Delilah’s ingenuous remarks, and Binnie’s pointed ones, had diverted Sandor’s attention to his cousin. It occurred to him that he had not crossed swords with Binnie for almost two days. She was looking rather worn-down, but her pallor could have been caused by her ugly dress. Even Aphrodite, in that hideously drab creation, would have looked pale.

“If you expect Sibyl to guide you among the pitfalls of romance,” he remarked, proceeding with a vengeance to make up for his previous neglect, “you are very likely to come a cropper. Sibyl is far more likely to teach you how to arrive at your last prayers. I can’t begin to enumerate the gentlemen whom she has brought to the sticking-point, only to turn them away.” He had the satisfaction of seeing his cousin flush. “I only thought it fair,” he added, “that I drop a hint or two. Gentlemen who dance attendance on Sibyl, Miss Mannering, are invariably left at point non plus. I would not wish you to develop my cousin’s habit of reducing your beaux to mere shadows of their former selves.”

“Gracious God, Sandor!” uttered the much-maligned Miss Baskerville. Edwina, resigned to yet another skirmish, put down her fork. “What have I done to set up your back?”

“Nothing!” he responded promptly. “That is the problem. It’s naught to me if you are so fearful of having to repent of your choice that you make no choice at all, but it is hardly fair to Mark to keep him dangling.”

There was some basis for this accusation; Binnie had employed her protégée as an excuse for avoiding her most persistent swain. Thought of her protégée recalled to her the presence of that young lady, whose manners she was obliged to reform.

Very much aware of the indefensible position in which he’d placed his cousin, and totally devoid of any scruples that would have demanded he refrain from taking advantage of that position, the duke quirked a brow. “I would not mind so much,” he continued, “if Mark was not in the habit of discussing your megrims. It is a subject with which I already possess considerable experience, and consequently I find Mark’s loquacity a dead bore. It is scant wonder, Sibyl, that you are left upon the shelf. You have only yourself to blame.”

Considering this too much to bear, even for a lady of self-effacing manner, one to whom an untutored young damsel looked for good advice, the duke leaned back in his chair and waited for Miss Baskerville to lose her temper.
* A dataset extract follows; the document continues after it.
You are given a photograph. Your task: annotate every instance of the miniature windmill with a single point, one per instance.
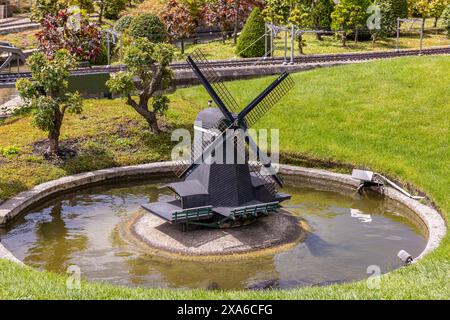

She would roundly denounce him, he decided, would say that for him to criticize her conduct was for the pot to call the kettle black. And when she paused for breath he would scold her for uttering such great incivilities, and warn Miss Mannering to beware lest she dwindle into a similarly sour-tempered old maid.

But Binnie was aware of what was expected of her by her cousin the duke. “Why, Sandor!” she said sweetly. “I did not know you wished me to marry Mark. You should have said so sooner; I would have gone on quite differently. I thought you would not want me to marry anyone, for it would mean you must exert yourself to find a new housekeeper—and I know how very much you dislike to exert yourself.”

“The devil!” said the duke, with every evidence of great shock. “You
have
played fast and loose with Mark. If you have led him to cherish hopes that you do not mean to fulfill—shame, Sibyl! I had thought you a woman of principle!”

This provocation Binnie also ignored. “Indeed I am! Why should you think me indifferent to Mark?
Do
you wish me to marry him? If so, I must seriously consider it. Naturally it is my duty to oblige you, cousin.”

The duke eyed Miss Prunes and Prisms and wondered what she’d do if he called her bluff. Meanwhile, Edwina regarded them both gloomily. She knew that Binnie would be happy to immediately remove herself from this house—Binnie believed a wish for that removal prompted Sandor’s harassment of herself, and Edwina usually agreed—if only he would give over her dowry into her own hands. Since Sandor refused to make Sibyl a present of her money, and since Sibyl refused to marry to please anyone but herself, they had for several years been at an impasse. Edwina was heartily sick of it. Quietly, she nudged Delilah, who was so fascinated by the proceedings that she’d propped her elbows on the table, all the better to miss not a single word.